Near May’s apartment complex is an escarpment from which she can view all the surrounding landscape. When she was younger, she rode her bike there through old mining trails, feeling hidden among the ferns. No matter how hot and dry the beach is, it’s always wet and cloudy up in the mountains.
No matter how grim her environment is, May is adept at finding an escape through nature. This tendency highlights the primacy of nature, even when human society seems to have overrun it.
After Mum dies, the summer forest fires intensify and the whole coast is dry and smoky. An entire national park between the town and Sydney is burned out, and the news constantly shows falling ash and birds.
Mum’s loss coincides with a human-induced natural disaster, showing implicitly that Anglo-Australian oppression has warped the lives of many indigenous people just as it has destroyed much of the environment in which those people were once rooted.

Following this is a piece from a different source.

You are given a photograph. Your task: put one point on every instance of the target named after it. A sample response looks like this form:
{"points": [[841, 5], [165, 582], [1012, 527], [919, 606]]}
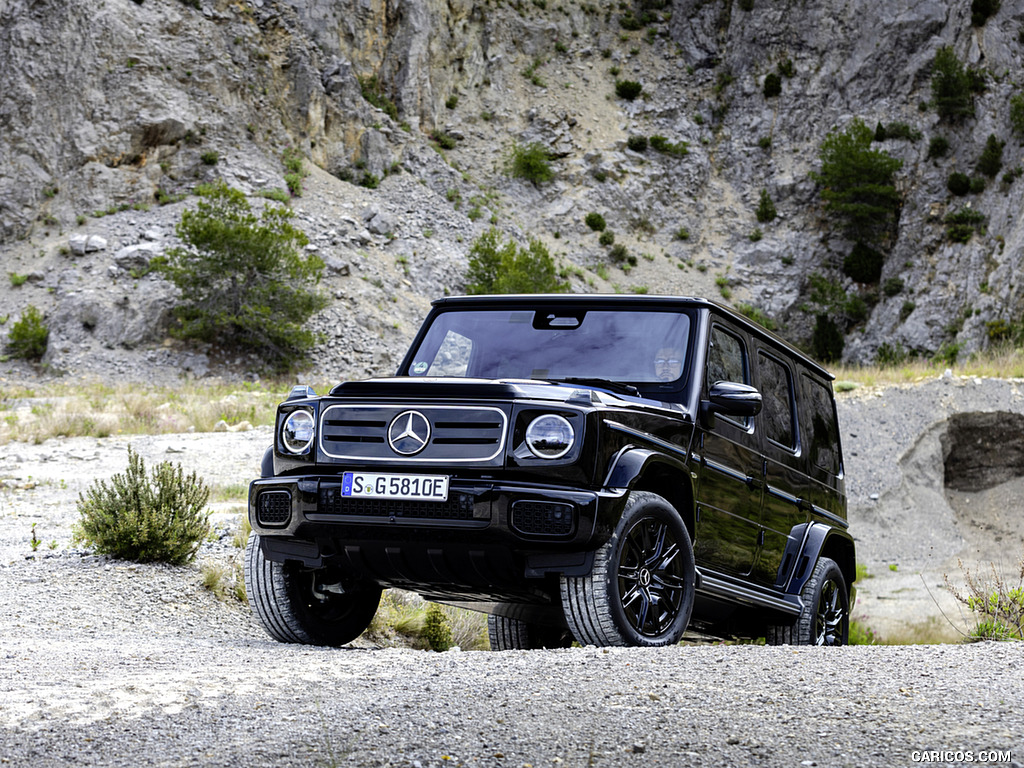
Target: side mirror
{"points": [[731, 398]]}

Around this time, May receives a postcard from her Dad. She puts it in her pocket and rides to the quarry at the foot of the escarpment. Even here, she can smell the fires. She sits down in a small clearing. Normally, the clearing is damp and home to many leeches. According to Mum, leeches are prized by the Dtharawahl people, who used to live here, and they have to respect that because this is “their land.” Now, there are no leeches because the land is dry from the fires.
In his brief postcard, Dad apologizes for being out of contact for so long and informs May that he’s picking mangoes near Darwin for a living. On the front of the postcard is a picture of a mango orchard, with a white man standing on a ladder next to one of the trees. May imagines that the man is her father and that he’s in the orchard right now, even though by now the mango harvest is over, the mangoes have been eaten or gone bad, and the laborers have dispersed.
Dad’s long absence and his cavalier postcard show that he’s a derelict father—even if he’s more mentally stable than Mum, he’s a much less committed parent. May’s idealistic fantasies of him, notwithstanding this obvious reality, highlight her poignant desire for a more secure family life.
To May, it feels as though Dad has never left and is sitting beside her. She remembers eating watermelon with him when she was five, or learning to fish from him a year later. She can still see him digging in the backyard or rolling a cigarette. She wonders how she could have stopped thinking about him, “allowed the memory of my father to […] cease existing.” Now, all her memories of him come back like “shiny little bubbles.”
Here, memory emerges as an incredibly powerful force—May almost feels as if she’s living in the past by remembering it. As in many other cases, memories keep May afloat in the midst of great difficulty, and they also influence her actions—rekindling her interest in her father and leading her to look beyond her own narrow world.